半兵衛

暴行切り裂きジャックの半兵衛のレビュー・感想・評価

暴行切り裂きジャック(1976年製作の映画)
3.0
殺人の快楽に取りつかれた男女が次々と女性を殺害していくというジャーロみたいな内容なのに、それが今一つ興奮しないのは殺人場面がアクション映画の動作と撮影方法だからか。ナイフの丁寧なえぐり方で観客の嫌悪感を誘う演出は嫌いじゃないけれど(でもそれケーキ用のナイフなんだよね)。

かつてリリー・フランキーが自著『日本のみなさんさようなら』で本作を取り上げておりこの作品の本質を聖書を引用して鋭く突いた名評論を書いているので未読の人は是非読んでほしいが、20年ぶりに改めて見直すと確かにその文章の通りの内容であった(長谷部安春監督というより脚本を手掛けた桂千穂の影響が大きいのだろうけれど)。
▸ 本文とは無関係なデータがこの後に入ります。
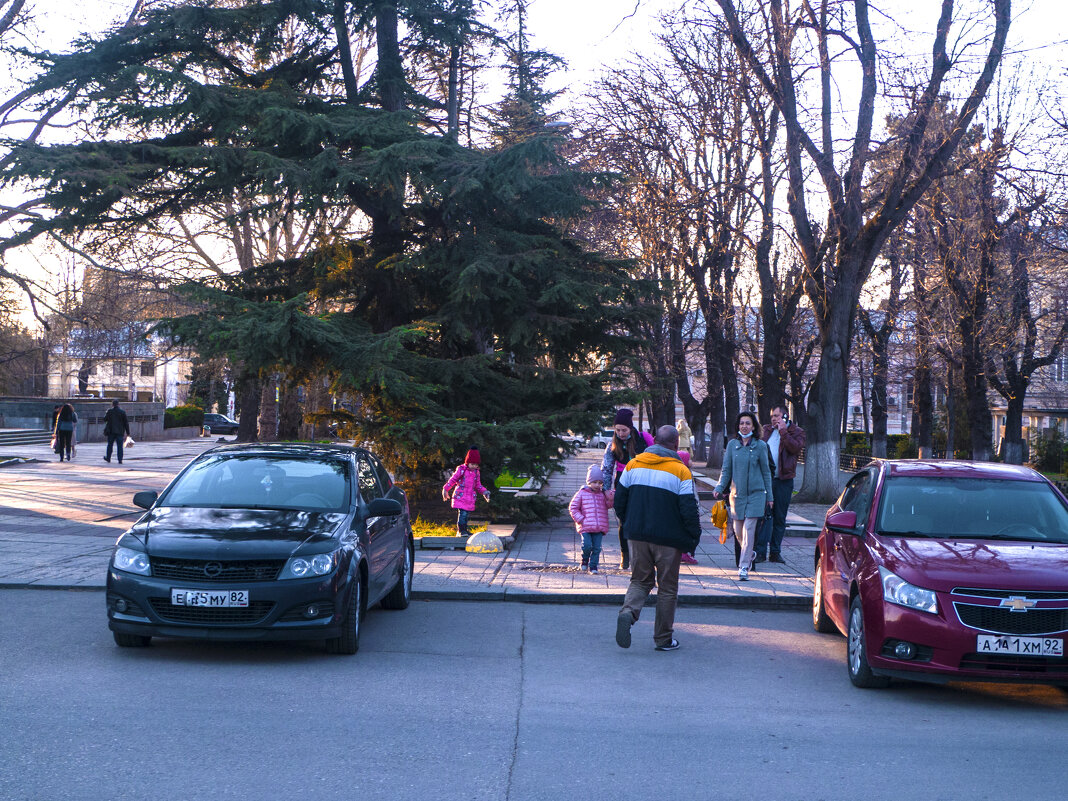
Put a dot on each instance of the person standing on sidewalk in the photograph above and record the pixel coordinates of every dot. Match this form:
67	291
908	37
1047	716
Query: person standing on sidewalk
116	425
658	508
625	445
65	423
745	467
467	482
785	441
589	509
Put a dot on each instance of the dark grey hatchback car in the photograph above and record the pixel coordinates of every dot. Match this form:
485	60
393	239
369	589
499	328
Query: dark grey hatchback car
279	542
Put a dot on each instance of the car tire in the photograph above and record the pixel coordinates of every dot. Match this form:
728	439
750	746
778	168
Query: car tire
130	641
399	596
348	642
860	673
820	621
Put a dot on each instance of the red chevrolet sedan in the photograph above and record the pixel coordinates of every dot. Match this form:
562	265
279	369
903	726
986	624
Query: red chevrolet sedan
946	570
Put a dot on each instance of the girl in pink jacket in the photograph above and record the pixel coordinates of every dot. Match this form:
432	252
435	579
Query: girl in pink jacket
590	513
468	483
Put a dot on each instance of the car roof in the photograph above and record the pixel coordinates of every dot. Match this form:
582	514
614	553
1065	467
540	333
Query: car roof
298	450
960	469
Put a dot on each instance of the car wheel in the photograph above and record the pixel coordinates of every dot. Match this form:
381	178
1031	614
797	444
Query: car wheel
130	641
401	594
820	621
860	673
349	640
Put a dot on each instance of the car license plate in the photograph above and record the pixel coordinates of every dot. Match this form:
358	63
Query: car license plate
209	597
1032	646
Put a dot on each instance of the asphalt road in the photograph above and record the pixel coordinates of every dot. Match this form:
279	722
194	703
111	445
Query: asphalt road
499	701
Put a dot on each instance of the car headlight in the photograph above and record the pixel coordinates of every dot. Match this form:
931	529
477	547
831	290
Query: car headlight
898	591
307	567
130	561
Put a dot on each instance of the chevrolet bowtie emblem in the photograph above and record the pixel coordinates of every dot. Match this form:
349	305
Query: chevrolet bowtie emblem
1017	603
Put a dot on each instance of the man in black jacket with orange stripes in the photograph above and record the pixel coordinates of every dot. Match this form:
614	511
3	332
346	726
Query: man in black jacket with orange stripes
659	517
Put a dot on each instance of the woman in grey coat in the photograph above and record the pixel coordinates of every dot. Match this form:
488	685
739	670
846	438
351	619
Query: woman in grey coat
747	467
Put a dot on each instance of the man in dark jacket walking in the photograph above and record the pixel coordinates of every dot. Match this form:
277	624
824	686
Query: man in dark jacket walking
785	440
659	517
115	427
だとするとラストカットは異様な性愛の果てにプレッシャーのようにまとわりついていた女から脱却して自立をなし得た者の姿をあらわしているのか。

豪華な女優陣の見事な殺されようも見所、特に主人公たちが連続殺人に目覚める切っ掛けを作る山科ゆりのクレイジーっぷりは後年の佐藤寿保作品のヒロインを予見しているようで必見。